Göttingen (epo.de). – Mehr als ein Dutzend nichtstaatliche Organisationen haben am Mittwoch eine Sammelklage bei der Bundesanwaltschaft des brasilianischen Bundesstaates Pará eingereicht, um den Bau des Belo Monte-Staudamms zu stoppen. Die NGOs, darunter die Gesellschaft für bedrohte Völker (GfbV) in Göttingen, sehen die Existenz von Indianervölkern am Xingu-Fluss bedroht.
Die Gesellschaft für bedrohte Völker erklärte am Mittwoch in Göttingen, sie sei in großer Sorge um Angehörige indianischer Völker, die in Reservaten am Rio Xingu im brasilianischen Bundesstaat Pará leben und durch den geplanten Bau des Belo Monte-Staudamms akut gefährdet seien. Recherchen der GfbV-Mitarbeiterin Rebecca Sommer in Brasilien hätten nachgewiesen, dass mit dem Bau des Megastaudamms eine groß angelegte Industrialisierung dieser Amazonasregion eingeleitet werden solle. Die im Einzugsgebiet des Xingu lebenden Indianervölker und insbesondere eine kleine, isoliert lebende indianische Gemeinschaft in unmittelbarere Nähe des Staudamms seien damit existenziell bedroht. Außerdem werde der Stausee eine Fläche von 500 Quadratkilometern Wald und Anbauflächen der Ureinwohner von der Größe des Bodensees unter Wasser setzen.
Die GfbV reichte gemeinsam mit der brasilianischen Umweltorganisation KANINDE und 12 weiteren Nichtregierungsorganisationen am Mittwoch eine Sammelklage bei der Bundesanwaltschaft (Ministério Publico Federal) von Pará ein, damit sie den Bau des Belo Monte-Staudamms stoppt.
„Die Ureinwohner der Xingu-Region leben in Unsicherheit und Angst“, berichtete die GfbV. Sie seien über die Konsequenzen des Belo Monte-Projekts auf ihre Lebensgrundlagen nicht umfassend informiert und nie um ihr Einverständnis zum Bau gebeten worden. Dazu sei Brasilien durch die Ratifizierung der Konvention 169 der Internationalen Arbeitorganisation (ILO) und durch die UN-Deklaration zu den Rechten indigener Völker zum Schutz der Ureinwohnerrechte jedoch verpflichtet.
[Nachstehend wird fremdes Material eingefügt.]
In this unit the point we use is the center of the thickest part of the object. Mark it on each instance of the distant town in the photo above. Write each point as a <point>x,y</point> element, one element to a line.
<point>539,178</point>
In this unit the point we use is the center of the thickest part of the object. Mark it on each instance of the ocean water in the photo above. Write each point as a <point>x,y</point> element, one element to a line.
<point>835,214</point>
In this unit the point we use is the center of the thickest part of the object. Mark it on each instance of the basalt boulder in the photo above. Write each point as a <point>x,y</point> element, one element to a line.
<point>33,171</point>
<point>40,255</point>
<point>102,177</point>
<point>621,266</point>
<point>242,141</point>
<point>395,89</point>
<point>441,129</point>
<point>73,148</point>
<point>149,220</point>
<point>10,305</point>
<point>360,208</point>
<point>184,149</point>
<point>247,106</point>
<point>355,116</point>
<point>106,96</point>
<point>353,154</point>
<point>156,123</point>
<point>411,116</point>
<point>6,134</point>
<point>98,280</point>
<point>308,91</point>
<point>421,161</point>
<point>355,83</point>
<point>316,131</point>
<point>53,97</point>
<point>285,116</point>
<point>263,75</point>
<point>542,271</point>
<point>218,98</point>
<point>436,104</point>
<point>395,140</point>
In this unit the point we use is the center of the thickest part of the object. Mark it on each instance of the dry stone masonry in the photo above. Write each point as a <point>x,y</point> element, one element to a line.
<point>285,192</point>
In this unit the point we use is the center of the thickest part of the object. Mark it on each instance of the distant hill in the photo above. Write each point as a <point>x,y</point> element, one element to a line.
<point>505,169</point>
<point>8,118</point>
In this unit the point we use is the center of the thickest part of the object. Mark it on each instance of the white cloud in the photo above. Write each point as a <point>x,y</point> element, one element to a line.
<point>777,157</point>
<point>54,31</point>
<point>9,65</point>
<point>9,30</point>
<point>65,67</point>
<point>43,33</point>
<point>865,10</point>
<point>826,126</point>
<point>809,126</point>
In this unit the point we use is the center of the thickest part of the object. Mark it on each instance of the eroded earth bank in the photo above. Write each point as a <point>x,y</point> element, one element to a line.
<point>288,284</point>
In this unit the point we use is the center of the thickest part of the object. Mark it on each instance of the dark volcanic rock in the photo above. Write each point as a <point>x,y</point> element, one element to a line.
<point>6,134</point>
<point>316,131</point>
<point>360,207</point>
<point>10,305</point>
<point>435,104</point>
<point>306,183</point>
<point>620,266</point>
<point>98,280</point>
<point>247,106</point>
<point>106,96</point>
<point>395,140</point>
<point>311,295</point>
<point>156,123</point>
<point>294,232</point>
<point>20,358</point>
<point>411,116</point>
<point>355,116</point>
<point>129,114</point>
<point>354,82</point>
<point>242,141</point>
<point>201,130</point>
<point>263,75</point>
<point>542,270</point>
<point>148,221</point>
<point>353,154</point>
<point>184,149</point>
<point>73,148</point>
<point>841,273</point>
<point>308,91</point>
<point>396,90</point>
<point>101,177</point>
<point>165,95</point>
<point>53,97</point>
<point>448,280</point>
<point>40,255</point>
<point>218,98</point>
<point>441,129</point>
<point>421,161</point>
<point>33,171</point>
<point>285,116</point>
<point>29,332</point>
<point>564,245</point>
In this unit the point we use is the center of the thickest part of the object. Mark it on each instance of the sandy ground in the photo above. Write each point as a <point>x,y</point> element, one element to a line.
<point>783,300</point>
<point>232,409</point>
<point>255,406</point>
Seit die brasilianische Verfassung von 1988 den indigenen Völkern des Landes einen gewissen Schutz zuspricht, wurden über 20 Prozent des Amazonasregenwaldes als Reservate ausgewiesen. „Nun soll dieser Auftrag der Gier nach Bodenschätzen geopfert werden“, kritisierte die GfbV. Für die noch isoliert lebenden Ureinwohner, die nur 70 Kilometer vom geplanten Staudamm entfernt gesichtet wurden, sei diese Entwicklung besonders bedrohlich. Ihr Gebiet solle für den Holzeinschlag freigegeben werden.
Das Belo Monte Projekt weckt nach den Recherchen der GfbV zudem schon jetzt Begehrlichkeiten bei Bergbauunternehmen. Geologen vermuten in der Umgebung des Staudammes große Rohstoffvorkommen. Laut Umweltverträglichkeitsbericht für den Belo Monte-Staudamm, der vom staatlichen Energiebetrieb Eletrobrás verfasst wurde, seien über rund 63 Prozent der Gesamtfläche der Indianerreservate bereits Genehmigungen für die Suche nach Bodenschätzen beantragt worden. Die Indianer selbst seien darüber bislang weder informiert worden, noch hätten sie einem künftigen Rohstoffabbau in ihrem Siedlungsgebiet zugestimmt.